Nachts, ich weiß nicht, wie viel Uhr es ist, wache ich auf und drehe mich beim Versuch wieder einzuschlafen ein paar Mal hin und her. Es klappt nicht, ich drehe mich auf den Rücken und starre nach oben auf die gebogenen Äste des Weidenbogens, der das Bett überspannt. Meine Gedanken kreisen um den Artikel, das Gespräch mit meinen Freundinnen, Henrys Worte, mögliche Konsequenzen und das Ende mit Constantin. Ich finde nicht mehr zur Ruhe. Henry schläft neben mir, hat mir den Rücken zugewandt und atmet gleichmäßig und tief. Als ich merke, dass ans Einschlafen nicht zu denken ist, stehe ich langsam auf und tapse leise mit nackten Füßen ins Wohnzimmer. Die Bambustür lehne ich geräuschlos hinter mir an. Ich stelle ein kleines, sehr gedimmtes Lämpchen an und sehe mich im Raum um, finde schnell, wonach ich suche. Die Holzkiste mit Henrys Zigarren steht auf dem Tisch bei der Sitzgarnitur. Ich öffne den Deckel, nehme eine eher helle Zigarre heraus, schnüffele an dem milden Deckblatt wie Henry es immer tut und nehme einen leicht holzigen Kaltgeruch wahr. Ich nehme den edlen Zigarrenschneider und schneide das Ende ab. Mir ist schon klar, dass ich wahrscheinlich nicht die ganze Zigarre schaffen werde, aber freue mich trotzdem darauf, ein paar Minuten alleine in der Stille zu sitzen und zu paffen. Ich nehme den schweren Aschenbecher, der ebenfalls auf dem Tisch steht und das Sturmfeuerzeug, das eine spitze blaue Flamme erzeugt. Bevor ich hinausgehe, nehme ich mir eine Flasche stilles Wasser aus der Minibar. Die Glasschiebetür ist noch geöffnet, ich schiebe den Vorhang etwas beiseite und trete auf die Terrasse.

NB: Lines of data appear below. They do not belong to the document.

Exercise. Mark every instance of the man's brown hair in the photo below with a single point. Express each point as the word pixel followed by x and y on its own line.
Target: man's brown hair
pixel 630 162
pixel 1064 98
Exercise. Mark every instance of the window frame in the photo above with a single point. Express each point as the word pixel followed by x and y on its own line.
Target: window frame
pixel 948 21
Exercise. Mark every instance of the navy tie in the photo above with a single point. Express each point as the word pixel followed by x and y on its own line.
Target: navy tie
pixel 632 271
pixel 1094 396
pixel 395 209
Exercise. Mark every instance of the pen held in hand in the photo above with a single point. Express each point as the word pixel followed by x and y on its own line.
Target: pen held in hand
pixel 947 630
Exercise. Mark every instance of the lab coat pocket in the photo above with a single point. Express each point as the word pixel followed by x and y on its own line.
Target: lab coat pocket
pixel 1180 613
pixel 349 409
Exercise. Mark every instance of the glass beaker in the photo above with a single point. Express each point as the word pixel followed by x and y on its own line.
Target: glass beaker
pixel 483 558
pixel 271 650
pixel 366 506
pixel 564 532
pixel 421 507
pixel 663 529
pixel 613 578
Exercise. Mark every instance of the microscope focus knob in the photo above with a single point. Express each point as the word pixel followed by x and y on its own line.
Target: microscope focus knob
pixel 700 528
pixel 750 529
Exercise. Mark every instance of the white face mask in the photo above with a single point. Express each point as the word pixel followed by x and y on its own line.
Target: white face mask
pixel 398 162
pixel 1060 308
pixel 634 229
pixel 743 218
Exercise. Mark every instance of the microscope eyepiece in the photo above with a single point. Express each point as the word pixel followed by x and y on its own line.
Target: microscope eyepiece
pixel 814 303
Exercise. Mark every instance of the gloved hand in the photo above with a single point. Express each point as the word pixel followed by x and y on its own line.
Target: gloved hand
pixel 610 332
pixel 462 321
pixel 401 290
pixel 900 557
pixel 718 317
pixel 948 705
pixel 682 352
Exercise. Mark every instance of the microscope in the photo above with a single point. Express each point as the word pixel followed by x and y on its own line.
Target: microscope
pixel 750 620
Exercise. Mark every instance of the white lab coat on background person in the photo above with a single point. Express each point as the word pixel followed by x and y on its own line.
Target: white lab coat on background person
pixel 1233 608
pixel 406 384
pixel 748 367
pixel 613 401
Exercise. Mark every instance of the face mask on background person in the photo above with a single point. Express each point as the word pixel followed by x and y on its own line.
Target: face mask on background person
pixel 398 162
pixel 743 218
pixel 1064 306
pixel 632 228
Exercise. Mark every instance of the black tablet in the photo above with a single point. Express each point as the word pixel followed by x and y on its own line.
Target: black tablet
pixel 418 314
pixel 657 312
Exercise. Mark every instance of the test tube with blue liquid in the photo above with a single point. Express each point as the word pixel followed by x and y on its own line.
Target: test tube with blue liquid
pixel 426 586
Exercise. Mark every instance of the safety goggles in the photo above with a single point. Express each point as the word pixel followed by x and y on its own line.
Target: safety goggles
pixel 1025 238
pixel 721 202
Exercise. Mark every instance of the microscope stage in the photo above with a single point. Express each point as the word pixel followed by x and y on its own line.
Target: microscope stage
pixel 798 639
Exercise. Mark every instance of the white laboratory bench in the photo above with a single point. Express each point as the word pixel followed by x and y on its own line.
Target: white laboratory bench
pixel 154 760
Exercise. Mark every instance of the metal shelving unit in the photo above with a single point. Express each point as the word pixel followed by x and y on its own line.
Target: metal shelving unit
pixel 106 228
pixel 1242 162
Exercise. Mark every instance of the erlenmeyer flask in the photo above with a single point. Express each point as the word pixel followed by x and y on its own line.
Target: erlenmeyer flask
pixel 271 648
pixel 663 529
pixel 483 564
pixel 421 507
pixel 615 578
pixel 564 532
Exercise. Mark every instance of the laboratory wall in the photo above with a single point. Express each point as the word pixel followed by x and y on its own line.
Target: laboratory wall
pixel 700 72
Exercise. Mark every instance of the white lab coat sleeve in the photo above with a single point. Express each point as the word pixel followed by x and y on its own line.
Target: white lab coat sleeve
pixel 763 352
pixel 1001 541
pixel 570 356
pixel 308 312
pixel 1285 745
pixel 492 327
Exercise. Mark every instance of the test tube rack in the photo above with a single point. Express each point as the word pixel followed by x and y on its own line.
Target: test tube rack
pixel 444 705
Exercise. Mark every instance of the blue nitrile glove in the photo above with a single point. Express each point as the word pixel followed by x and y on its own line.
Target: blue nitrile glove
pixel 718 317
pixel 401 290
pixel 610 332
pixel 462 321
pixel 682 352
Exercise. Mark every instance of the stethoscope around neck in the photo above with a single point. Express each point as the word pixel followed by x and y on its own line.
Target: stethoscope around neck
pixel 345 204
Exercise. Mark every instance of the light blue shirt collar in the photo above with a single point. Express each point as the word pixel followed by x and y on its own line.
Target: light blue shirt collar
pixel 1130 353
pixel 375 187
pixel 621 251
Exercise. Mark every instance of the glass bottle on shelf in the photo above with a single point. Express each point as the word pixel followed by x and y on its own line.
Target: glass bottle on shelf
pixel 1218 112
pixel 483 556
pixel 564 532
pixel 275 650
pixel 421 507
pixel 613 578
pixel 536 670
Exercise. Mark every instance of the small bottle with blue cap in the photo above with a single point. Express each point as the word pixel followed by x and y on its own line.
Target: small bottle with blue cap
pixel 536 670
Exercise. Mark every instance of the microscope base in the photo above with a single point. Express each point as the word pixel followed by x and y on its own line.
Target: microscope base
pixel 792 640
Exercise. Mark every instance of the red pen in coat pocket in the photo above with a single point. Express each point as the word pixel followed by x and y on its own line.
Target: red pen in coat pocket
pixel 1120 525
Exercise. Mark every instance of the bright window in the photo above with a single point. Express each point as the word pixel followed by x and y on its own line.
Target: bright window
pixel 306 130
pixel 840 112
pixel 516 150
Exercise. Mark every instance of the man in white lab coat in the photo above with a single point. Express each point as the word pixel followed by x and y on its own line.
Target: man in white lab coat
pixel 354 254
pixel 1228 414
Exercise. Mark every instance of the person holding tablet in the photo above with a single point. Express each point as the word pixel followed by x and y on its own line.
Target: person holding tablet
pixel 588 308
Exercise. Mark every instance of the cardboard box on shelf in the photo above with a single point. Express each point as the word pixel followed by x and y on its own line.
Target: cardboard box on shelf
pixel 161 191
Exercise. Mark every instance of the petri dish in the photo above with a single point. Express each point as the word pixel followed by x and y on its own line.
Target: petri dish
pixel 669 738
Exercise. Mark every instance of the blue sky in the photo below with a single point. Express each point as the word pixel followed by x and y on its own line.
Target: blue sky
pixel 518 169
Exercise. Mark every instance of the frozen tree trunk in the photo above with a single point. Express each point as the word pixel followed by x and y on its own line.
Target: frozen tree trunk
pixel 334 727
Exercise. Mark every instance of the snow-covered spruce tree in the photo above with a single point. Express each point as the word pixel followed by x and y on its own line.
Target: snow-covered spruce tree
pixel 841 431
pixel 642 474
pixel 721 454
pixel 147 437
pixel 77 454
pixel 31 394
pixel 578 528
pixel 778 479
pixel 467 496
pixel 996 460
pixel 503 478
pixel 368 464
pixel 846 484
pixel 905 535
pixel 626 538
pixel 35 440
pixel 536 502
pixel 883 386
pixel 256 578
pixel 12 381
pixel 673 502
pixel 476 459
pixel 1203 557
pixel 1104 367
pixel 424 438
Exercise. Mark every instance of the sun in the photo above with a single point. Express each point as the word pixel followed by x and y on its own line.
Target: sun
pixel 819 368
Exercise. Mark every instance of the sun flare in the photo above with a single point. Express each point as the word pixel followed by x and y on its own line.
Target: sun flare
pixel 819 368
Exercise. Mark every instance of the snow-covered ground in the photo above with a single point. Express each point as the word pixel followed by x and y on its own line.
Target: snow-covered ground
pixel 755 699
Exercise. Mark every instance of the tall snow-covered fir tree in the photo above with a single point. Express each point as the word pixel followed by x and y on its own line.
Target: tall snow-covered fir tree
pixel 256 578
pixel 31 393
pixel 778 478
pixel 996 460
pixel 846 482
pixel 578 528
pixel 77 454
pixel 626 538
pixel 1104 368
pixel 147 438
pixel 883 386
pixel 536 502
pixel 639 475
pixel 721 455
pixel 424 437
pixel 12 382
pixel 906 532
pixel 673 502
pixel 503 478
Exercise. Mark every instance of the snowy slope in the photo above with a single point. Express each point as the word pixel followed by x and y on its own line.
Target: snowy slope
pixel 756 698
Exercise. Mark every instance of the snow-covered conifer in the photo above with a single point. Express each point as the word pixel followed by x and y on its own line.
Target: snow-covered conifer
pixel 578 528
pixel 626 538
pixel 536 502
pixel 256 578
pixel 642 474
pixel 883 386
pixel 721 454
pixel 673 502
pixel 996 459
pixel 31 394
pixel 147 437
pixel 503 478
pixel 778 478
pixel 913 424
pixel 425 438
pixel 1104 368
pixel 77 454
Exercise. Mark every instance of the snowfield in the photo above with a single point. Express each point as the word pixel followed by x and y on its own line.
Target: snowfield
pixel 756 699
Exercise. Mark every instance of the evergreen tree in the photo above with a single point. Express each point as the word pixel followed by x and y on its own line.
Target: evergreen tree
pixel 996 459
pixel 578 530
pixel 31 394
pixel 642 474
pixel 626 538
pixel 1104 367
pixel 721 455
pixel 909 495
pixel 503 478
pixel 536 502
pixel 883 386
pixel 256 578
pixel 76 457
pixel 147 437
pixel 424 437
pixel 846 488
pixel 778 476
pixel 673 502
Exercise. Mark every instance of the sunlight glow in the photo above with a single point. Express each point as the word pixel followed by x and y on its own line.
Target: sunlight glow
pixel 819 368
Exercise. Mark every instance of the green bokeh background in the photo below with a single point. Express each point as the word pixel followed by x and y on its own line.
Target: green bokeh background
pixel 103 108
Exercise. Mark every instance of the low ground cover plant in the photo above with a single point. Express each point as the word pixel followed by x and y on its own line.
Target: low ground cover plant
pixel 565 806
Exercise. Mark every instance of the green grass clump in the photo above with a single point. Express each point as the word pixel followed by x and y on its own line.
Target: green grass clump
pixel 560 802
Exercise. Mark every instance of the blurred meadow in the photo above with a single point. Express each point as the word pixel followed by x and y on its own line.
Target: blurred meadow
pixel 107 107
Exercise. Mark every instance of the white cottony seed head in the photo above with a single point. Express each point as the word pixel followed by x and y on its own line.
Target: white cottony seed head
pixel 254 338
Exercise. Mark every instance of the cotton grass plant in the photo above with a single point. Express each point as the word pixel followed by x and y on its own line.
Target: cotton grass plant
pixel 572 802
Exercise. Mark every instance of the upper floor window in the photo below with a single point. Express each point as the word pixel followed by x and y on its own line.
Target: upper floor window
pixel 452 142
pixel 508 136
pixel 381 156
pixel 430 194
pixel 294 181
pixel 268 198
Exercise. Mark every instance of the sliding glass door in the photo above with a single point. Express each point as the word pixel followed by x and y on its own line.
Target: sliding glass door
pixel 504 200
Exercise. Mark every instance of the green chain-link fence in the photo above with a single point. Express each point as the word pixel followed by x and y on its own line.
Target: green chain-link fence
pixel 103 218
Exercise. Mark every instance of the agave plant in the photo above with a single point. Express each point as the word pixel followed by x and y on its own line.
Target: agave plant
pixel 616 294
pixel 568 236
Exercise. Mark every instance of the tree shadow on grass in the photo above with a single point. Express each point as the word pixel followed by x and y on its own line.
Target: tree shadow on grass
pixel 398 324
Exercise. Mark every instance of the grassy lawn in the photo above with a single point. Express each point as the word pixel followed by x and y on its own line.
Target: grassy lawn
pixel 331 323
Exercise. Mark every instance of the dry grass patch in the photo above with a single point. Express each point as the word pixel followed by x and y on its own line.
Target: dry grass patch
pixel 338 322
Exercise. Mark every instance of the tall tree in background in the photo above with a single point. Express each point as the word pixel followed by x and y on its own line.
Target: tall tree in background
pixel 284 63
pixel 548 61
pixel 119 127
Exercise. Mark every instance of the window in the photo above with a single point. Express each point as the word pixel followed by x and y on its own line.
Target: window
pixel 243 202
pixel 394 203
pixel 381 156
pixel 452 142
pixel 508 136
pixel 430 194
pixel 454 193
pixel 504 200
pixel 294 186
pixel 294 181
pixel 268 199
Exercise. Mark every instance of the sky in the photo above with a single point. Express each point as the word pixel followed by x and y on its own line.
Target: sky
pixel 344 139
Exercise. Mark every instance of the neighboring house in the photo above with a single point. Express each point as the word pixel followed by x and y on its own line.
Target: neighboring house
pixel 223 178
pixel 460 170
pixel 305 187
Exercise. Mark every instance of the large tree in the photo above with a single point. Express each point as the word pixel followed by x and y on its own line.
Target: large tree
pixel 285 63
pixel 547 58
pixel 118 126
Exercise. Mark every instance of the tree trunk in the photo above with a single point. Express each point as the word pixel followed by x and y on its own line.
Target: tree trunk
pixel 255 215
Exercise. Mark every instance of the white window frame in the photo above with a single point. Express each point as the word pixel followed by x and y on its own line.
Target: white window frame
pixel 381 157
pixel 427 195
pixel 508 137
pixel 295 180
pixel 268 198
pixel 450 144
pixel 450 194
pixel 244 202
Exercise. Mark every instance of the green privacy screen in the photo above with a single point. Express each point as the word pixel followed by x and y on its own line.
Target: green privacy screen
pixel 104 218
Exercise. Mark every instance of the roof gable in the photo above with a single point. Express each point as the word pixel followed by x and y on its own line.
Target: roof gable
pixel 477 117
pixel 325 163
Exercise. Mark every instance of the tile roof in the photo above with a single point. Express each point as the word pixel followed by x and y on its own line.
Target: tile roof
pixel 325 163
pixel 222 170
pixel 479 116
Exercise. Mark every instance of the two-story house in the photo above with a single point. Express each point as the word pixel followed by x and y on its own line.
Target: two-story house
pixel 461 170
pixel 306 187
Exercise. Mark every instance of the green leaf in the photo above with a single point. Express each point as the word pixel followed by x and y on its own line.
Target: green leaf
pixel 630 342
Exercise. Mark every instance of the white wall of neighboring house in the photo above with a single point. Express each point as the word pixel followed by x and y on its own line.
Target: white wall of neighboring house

Ich lasse mich einen Moment später in die weichen Polster des Stuhls sinken und atme schwer aus. Ich fühle mich mit der Situation total überfordert, trinke erst einen großen Schluck Wasser, schiebe dann die Zigarre zwischen meine Lippen und entzünde sie. Das angenehme Bouquet entfaltet sich schnell in Mund und Nase. Ich atme aus, schmecke nach. Schön mild, denke ich und blase die nächste Rauchwolke in den sternenverhangenen Nachthimmel. Um mich herum ist alles still und dunkel. Die kleinen Lämpchen, die nachts die Wege innerhalb des Resorts ausleuchten, befinden sich auf der anderen, vom Weg her zugänglichen Seite des Häuschens. Meine Lichtquellen sind die unzähligen Sterne und der volle, große Mond. Ich lege den Kopf in den Nacken, blicke in den Himmel, der andere Sternenbilder zeigt, als die, die meine Familie und Freundinnen in Deutschland sehen können. Ich schicke ihnen von Herzen einen Gruß, als ich einen besonders hellstrahlenden Stern entdecke. Ich paffe weiter, versuche meine Gedanken zu sortieren, was zwecklos ist und gebe schließlich auf. Stattdessen versuche ich meine Gedanken umzulenken - denke an die Hunde und vermisse sie schmerzlich. In schwierigen Zeiten waren mir meine Fellnasen bislang immer eine große Nerven- und Seelenstütze gewesen. Die stundenlangen Spaziergänge nach dem Aus mit Constantin hatten mir über das Gefühlschaos und den Schmerz hinweggeholfen, meinen Kopf wieder klarwerden lassen. Ich unterdrücke ein lautes Schluchzen, mir kullern trotzdem Tränen über die Wangen, die ich erst laufen lasse und als sie langsam versiegen, mein Gesicht mit der Hand abwische, die bisher die Zigarre nicht gehalten hatte. Ich ziehe wieder während ich einfach vor mich hinstarre...und wieder und wieder. Scheint so, als würde ich die Zigarre doch schaffen, stelle ich fest. Langsam tritt eine beruhigende, ja, beinahe eine mich schwermachende Wirkung ein.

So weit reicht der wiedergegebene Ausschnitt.